Un elemento muy curioso del sueño es que en él aparecía, como mi mejor amigo de la infancia, un chaval que conocí y se quedó en mi vida entre mis 16 y 22 años más o menos (hace todo este tiempo que no le veo) que tenía una discapacidad mental que nunca supe cómo se llama, una especie de autismo muy desarrollado que le llevaba a estar todo el tiempo inmerso en una realidad paralela donde convivían apenas tres o cuatro elementos, de los que hablaba todo el rato. Hablaba mucho, no era un tío retraído ni solitario (aunque se podía pasar horas y horas sentado, con las piernas dolorosamente contraídas sobre la panza, mirando al infinito, pensando quién sabe en qué), pero era imposible tener una conversación coherente con él. Lo que era delicioso era seguirle la corriente y pasarse las horas muertas repitiendo diálogos de "Toy Story" ("Eres un hombrecillo triste y extraño, me das lástima, ¡hasta la vista!") o "Loca academia de policía" ("¡Están rodeados! ¡Salgan con las manos en alto!", "Cadete Majoni, cadete Majoni, teniente Jarriiiiis...!") adivinando marcas de coches o simplemente escuchando sus planes de futuro, propios de una persona sin discapacidad (con su vida perfecta en la Moraleja, lavando el cochazo y paseando a su esposa rubia platino, modelo de lencería), que ambos sabíamos que nunca tendría lugar. No sé por qué, ése gran tipo, al que conocí muchos años después, era mi mejor amigo en el sueño, y todo lo que nos rodeaba parecía efectivamente diseñado de una forma absurda pero maravillosa, como sólo una mente brillante y fuera de lo común como la suya podría hacerlo. Y todo encajaba: yo me fui de allí unos años después, y empezó mi vida tal y como alcanzo a recordar, y aquellos años habían quedado desterrados de mi mente. Era una injusticia, era terriblemente doloroso darme cuenta tantos años después de lo que pude haber sido si me hubiese quedado en aquella ciudad de juguete, con curvas, túneles y gallifantes.

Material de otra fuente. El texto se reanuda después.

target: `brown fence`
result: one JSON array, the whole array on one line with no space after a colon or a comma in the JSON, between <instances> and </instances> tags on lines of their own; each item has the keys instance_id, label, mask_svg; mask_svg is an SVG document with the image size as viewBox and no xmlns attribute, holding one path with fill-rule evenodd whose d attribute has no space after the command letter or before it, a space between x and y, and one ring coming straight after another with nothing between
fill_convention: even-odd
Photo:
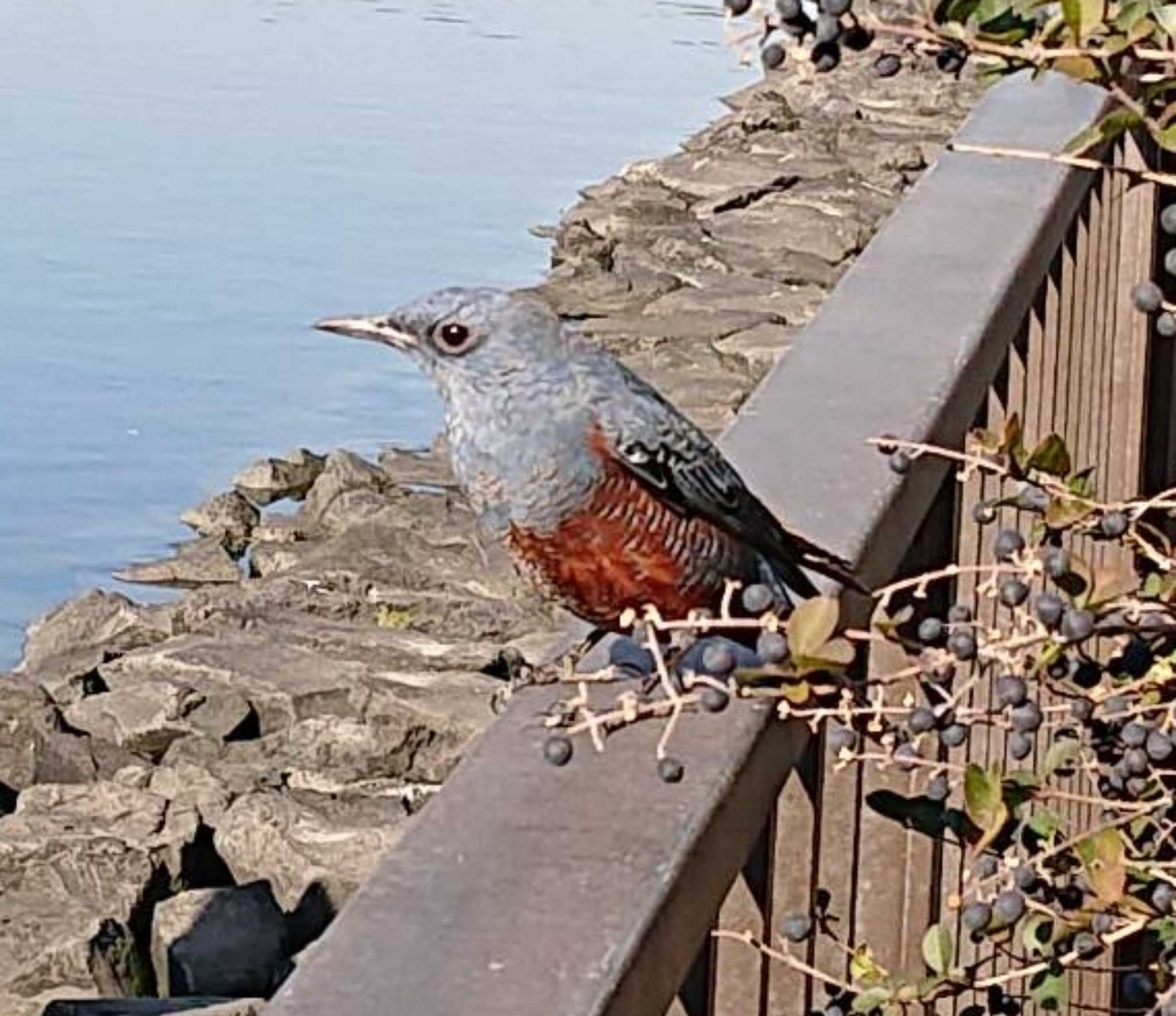
<instances>
[{"instance_id":1,"label":"brown fence","mask_svg":"<svg viewBox=\"0 0 1176 1016\"><path fill-rule=\"evenodd\" d=\"M1061 80L1009 82L964 135L1056 149L1100 108ZM1128 140L1115 158L1141 156ZM976 560L993 529L961 520L996 492L922 464L900 481L870 435L958 443L1016 413L1030 439L1056 430L1097 466L1101 493L1165 483L1171 362L1129 301L1152 275L1155 218L1152 189L1122 175L946 156L749 400L726 450L769 504L873 581ZM974 589L957 594L991 615ZM655 724L552 769L537 761L539 716L555 694L512 703L270 1011L799 1016L823 1007L820 988L708 933L770 938L817 891L848 940L920 968L922 933L962 873L956 849L868 806L878 790L909 793L908 777L833 774L803 727L750 704L682 724L676 786L654 773ZM985 762L1003 751L980 734L960 749ZM844 969L834 948L810 949L816 965ZM1109 992L1109 977L1084 974L1074 1001L1105 1005Z\"/></svg>"}]
</instances>

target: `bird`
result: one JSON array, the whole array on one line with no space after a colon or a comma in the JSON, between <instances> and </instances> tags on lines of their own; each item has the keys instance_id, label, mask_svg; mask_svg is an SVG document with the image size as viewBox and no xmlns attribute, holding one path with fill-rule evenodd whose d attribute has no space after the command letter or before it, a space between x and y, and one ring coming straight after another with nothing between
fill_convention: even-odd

Qué alivio ser de nuevo consciente de que mis últimos treinta años han transcurrido en Madrid, lejos de esa especie de Fábrica de Chocolate mental. Pero qué mierda también, ¿no?
Me desperté dispuesto a vestirme e ir corriendo a reencontrarme con mi infancia, pero no, había sido sólo un sueño. Me tuve que ir a pagar la factura del alquiler y luego a la farmacia a por lo de la próstata.